A JSON Schema for editor validation is published at config.schema.json; point your editor's YAML language server at it for inline completion and validation.
Environment variables
| Variable | Required | Default | Description |
|---|---|---|---|
PROMETHEUS_URL | yes | — | URL of your Prometheus instance |
SERVER_HOST | no | 0.0.0.0 | Host to bind the main server |
SERVER_PORT | no | 8080 | Port for the main server |
HEALTH_HOST | no | 0.0.0.0 | Host to bind the health server |
HEALTH_PORT | no | 8888 | Port for the health/metrics server |
SERVER_LOGGING | no | false | Enable HTTP request access logging |
SERVER_READ_TIMEOUT | no | — | HTTP read timeout (e.g. 5s) |
SERVER_WRITE_TIMEOUT | no | — | HTTP write timeout (e.g. 10s) |
QUERY_TIMEOUT | no | 30s | Timeout applied to each Prometheus query |
LOG_LEVEL | no | info | Log level: debug, info, warn, error |
LOG_FORMAT | no | json | Log format: json or text |
Defaults
defaults sets the baseline for the per-endpoint fields that support it; each endpoint overrides the
same-named field. All keys are optional.
defaults:
badge:
font: dejavu-sans # dejavu-sans (default, shields.io-style), dejavu-sans-bold, comic-neue, comic-neue-bold
size: 11 # badge font size in points
style: flat # flat (default), flat-square, or plastic
gallery:
hidden: false # list badges in the gallery (default); true hides them
graph:
maxDuration: 1h # cap on a graph's requested window ("0" = unlimited)
width: 600 # image width in px
height: 200 # image height in px
legend: true # show the series legend
theme: light # color theme — see Themes below
font: dejavu-sans # text font — see Themes below
gallery:
hidden: false # list graphs in the gallery (default); true hides them
The gallery page itself is toggled separately at the top level — see Gallery.
Badges
Each entry under badges: defines an instant-value endpoint at /badges/{id}.
| Field | Required | Description |
|---|---|---|
id | yes | URL path segment — cpu → GET /badges/cpu |
query | yes | PromQL expression returning a single scalar or vector value |
title | no | Display label on the badge (defaults to id) |
type | no | instant (default) or range — see Range badges |
range | no* | Range-query window when type: range |
valueExpr | no | CEL expression for the displayed string — see Value and color |
colorExpr | no | CEL expression for the color — see Value and color |
labelColor | no | Left-segment (label) color — a name or hex; a fixed value, not a CEL expression |
style | no | flat (default), flat-square, or plastic |
icon | no | An icon on the SVG badge, e.g. mdi:server-outline or si:kubernetes — see below |
gallery | no | Per-badge gallery settings, e.g. gallery: {hidden: true} — see Gallery |
Icons
icon renders an icon on the left of the SVG badge, written as <set>:<name> for one of two sets:
mdi:<name>— a Material Design Icon, e.g.mdi:server-outline.si:<slug>— a Simple Icons brand logo, e.g.si:kubernetes.
It is SVG-only — the shields and json formats have no icon field and ignore it.
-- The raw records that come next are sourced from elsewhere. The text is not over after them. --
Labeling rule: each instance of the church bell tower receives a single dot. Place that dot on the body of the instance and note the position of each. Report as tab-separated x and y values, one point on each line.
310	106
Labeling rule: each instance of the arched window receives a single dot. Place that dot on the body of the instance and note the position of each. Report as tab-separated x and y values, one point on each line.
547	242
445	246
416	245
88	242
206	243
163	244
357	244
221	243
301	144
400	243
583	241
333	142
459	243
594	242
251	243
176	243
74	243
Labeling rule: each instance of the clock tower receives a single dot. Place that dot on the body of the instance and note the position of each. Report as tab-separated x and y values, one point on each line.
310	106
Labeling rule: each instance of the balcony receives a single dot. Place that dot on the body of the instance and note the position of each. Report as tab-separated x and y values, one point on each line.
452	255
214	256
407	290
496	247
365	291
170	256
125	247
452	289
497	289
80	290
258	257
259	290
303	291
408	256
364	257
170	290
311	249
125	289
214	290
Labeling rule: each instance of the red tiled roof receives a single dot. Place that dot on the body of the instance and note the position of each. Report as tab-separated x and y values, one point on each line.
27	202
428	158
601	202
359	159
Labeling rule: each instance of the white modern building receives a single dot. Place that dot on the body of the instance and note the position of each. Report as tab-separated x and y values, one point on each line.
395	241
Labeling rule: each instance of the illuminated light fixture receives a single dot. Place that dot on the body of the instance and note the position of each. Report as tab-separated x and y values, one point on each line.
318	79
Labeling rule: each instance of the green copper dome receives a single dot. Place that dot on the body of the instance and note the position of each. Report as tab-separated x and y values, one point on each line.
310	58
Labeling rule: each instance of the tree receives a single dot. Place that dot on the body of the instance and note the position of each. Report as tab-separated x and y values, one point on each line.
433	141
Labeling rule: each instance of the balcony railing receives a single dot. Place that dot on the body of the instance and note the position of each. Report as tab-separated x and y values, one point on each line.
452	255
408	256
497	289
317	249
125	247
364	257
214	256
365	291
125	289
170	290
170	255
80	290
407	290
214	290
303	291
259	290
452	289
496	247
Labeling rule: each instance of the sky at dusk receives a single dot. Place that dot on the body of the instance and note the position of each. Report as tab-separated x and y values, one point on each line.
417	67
The icon sits
to the left of the title, drawn to contrast with the label background (white on the default grey,
dark on a light labelColor); with an icon and no title, the badge shows just the icon and the
value (the id fallback is suppressed).
badges:
- id: nodes
query: count(kube_node_info)
icon: mdi:server-outline
title: Nodes
- id: version
query: kubernetes_build_info
icon: si:kubernetes
title: Kubernetes
Both entire sets are embedded in the binary — no network or disk access at runtime — so any
mdi:<name> from the MDI library (~7,400 glyphs, e.g.
mdi:database-outline, mdi:rocket-launch) or any si:<slug> from Simple Icons
(~3,400 logos, e.g. si:docker, si:grafana, si:prometheus) works. The sets are stored compressed
(~0.8 MB MDI, ~1.9 MB Simple Icons) and each is decoded into memory only on first use. An unknown set
or name fails fast at startup. The icon data is built from the @mdi/svg and simple-icons npm
packages at build time (not committed) — see Building from source.
Range badges
By default a badge's value comes from an instant query at "now". Set type: range to instead run
a range query over a window and reduce it to a single value — useful for averages, peaks, or
comparing against an earlier period. The window is end = now - offset, start = end - last.
badges:
- id: cpu_prev_week_avg
type: range
query: "cluster:node_cpu:ratio_rate5m * 100"
range:
last: "7d" # window length (required)
offset: "7d" # shift the window back; here: 14d ago .. 7d ago (default: ends now)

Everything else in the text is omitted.